Awesome post Aaron Wong regarding how we experience post mortem tradition.
I think this is a great exercise in examining the built world and also due to geographic locational influence. Such areas like New Orleans or Key West build graves above ground to counter the flood plane and keep bodies from from being exhumed from the soil. Peter Eisenmen has designed a wonderful memorial for the murdered Jews in Germany that takes one on a path of education and reflection and Maya Lin through a procession of earth and engagement.
Though I have never been to Hong Kong to experience these sites. You really can feel the weight this has on the locale. I imagine the height plays into suffering one has gone through and the intermediate zone while awaiting placement.
Yes, I am new to OpenIDEO which is a great platform. I'm glad you brought up those two points regarding lack of space and age of graves. I actually left out the first point in hopes someone would bring it up. The issue of re-settlement and what that can psychologically do to a family.
Two more issues I will touch on are somewhat, out of our control. One being unexpected death and second being intentional self inflicted. In this case, no one can possibly prepare to overcome this type of loss. Yet, I am sitting here wondering if there ever were a way to alleviate this, how would this happen. In a primitive way, there are "pop-up graves" you see along the side of the rode, shaping our landscapes, white bicycles chained nearby a fallen cyclist, etc. These nuances have developed over time and are a testament to design and paying respect.
Great, and personal share. There is something to be said for nostalgia of reflecting on moments that have a large influence on you as you grow through life. The usage of the application in this instance is a great method to share these moments.

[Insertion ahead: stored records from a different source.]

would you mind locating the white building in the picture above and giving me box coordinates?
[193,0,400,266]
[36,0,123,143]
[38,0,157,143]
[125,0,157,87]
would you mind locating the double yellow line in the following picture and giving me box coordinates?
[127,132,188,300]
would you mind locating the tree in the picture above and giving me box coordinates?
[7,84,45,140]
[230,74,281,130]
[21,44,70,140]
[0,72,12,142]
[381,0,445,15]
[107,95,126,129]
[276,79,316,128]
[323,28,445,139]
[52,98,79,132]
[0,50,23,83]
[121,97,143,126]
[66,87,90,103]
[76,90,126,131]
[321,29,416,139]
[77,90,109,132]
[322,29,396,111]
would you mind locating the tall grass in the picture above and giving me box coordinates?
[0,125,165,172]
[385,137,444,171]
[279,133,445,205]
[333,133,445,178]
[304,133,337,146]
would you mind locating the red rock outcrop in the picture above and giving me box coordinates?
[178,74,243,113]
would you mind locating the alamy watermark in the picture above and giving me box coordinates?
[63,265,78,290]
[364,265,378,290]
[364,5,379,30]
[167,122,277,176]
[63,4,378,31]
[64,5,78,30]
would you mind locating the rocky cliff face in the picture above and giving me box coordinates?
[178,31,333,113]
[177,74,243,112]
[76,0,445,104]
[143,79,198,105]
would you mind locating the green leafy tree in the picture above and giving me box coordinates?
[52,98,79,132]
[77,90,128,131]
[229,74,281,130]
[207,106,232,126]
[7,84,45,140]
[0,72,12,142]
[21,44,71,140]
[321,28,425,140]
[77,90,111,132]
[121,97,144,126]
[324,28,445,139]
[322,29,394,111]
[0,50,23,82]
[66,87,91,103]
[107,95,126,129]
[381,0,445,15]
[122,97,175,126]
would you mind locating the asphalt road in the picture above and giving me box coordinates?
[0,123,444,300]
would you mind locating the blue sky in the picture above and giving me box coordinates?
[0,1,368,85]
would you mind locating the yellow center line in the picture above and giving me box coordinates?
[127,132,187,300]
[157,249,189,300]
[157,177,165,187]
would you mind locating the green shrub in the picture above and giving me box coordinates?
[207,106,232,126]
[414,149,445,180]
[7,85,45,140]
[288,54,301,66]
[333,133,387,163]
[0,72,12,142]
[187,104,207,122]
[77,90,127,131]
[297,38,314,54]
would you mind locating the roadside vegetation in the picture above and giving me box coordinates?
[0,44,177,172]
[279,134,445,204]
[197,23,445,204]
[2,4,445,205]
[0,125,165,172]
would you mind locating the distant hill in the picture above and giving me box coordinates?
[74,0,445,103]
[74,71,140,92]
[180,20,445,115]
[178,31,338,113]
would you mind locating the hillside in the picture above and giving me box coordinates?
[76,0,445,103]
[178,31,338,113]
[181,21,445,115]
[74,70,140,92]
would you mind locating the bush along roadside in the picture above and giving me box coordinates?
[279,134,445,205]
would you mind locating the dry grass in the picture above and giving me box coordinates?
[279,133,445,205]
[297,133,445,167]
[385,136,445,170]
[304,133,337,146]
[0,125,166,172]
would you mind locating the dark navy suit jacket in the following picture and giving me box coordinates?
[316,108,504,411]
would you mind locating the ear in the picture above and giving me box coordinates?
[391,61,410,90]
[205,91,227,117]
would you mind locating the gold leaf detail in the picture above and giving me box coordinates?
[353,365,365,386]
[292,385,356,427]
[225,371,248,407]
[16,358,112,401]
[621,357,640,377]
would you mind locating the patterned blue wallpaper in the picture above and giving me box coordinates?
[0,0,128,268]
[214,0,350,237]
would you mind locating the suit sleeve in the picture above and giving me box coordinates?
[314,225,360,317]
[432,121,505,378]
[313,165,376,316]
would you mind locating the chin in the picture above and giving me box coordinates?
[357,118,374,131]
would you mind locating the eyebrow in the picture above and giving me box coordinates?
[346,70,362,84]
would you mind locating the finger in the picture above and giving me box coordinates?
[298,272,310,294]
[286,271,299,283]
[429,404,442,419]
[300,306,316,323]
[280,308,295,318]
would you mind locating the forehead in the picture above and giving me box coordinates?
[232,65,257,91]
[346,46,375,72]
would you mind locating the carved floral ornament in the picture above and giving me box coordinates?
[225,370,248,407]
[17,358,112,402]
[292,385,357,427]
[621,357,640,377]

Something we widely study in architecture is mobility. Influential of architecture and design as people with disabilities or age move through the built environment. Often, architects also look into cemetery design,experience and programming. I recall when my grandfather was falling into Alzheimer's, it became increasingly difficult for him to move around, until eventually having an in house caregiver.
I am very interested to see what route this challenge takes on. Hopefully looking into the issues of connectivity, emotion, remembrance, and experience and perhaps even what roles technology can play for our aid.